Ava History

The James Hardie factory in Elizabeth was opened in 1962 to manufacture asbestos cement pipes. The factory itself was built from the company’s asbestos corrugated sheets.

As time went by there were concerns about the health of the people who worked there. In October 2000 one man made a claim against the company but was initially unsuccessful as Hardie’s lawyers denied that he had worked there. Colin Arthur had also worked at the factory and was able to vouch for the man.

Colin held a meeting in the Northern suburbs asking for anyone who could support his evidence. A large number of local residents came to the meeting and the Asbestos Victims Association was formed soon after, with assistance from Salisbury Council. At first AVA was run by Colin and his wife from their home but soon a more suitable venue was needed. The AMWU at Dulwich had a room available and AVA was up and running, with all office facilities. Letters were sent to relevant unions, community groups and councils advertising AVA’s free services. Volunteers were needed and many came, to help in the office and speak to anyone needing advice. In 2003 Colin’s health was declining and Terry Miller took over as President. Terry was a true working-class hero who continued to fight for justice for asbestos victims until his death from asbestosis in 2018. There is a plaque in memory of Terry on the memorial stone at Pitman Park.

AVA has helped many hundreds of victims of asbestos exposure, along with their family & friends. AVA has successfully campaigned in South Australia for proper compensation and support on behalf of victims. There have been some great wins, including the Xenophon legislation to streamline and increase compensation payments to South Australians and the successful campaign to ensure James Hardie compensated its victims adequately.

Melissa Haylock is a part of AVA’s story. She contracted mesothelioma at the age of 41 years. Her only exposure to asbestos was as a small child when her father picked her up to cuddle and play with her while covered in asbestos dust from renovating their home in Adelaide. Melissa made a claim against James Hardie, the manufacturer of the asbestos cement sheets her father used.
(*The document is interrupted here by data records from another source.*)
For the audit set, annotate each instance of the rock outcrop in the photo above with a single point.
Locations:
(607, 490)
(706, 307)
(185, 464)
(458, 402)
At the time Melissa contracted mesothelioma, she had eight-year-old triplets. Her claim against James Hardie included the cost of replacing the care that she would have provided to her children. At that time, the law in South Australia did not permit such damages to be awarded.

Nick Xenophon and AVA made submissions to the Government on behalf of Melissa and lobbied to have the law changed to allow persons such as Melissa to claim for the cost of replacing their services for the benefit of others.

After much lobbying and media attention, the law was amended. Turner Freeman Lawyers were able to settle Melissa’s claim for a substantial figure that included damages for the cost of replacing her services as a mother, the first such case in South Australia. Melissa’s courageous battle and public plea resulted in a new system for asbestos claims in South Australia that benefited all who came after her.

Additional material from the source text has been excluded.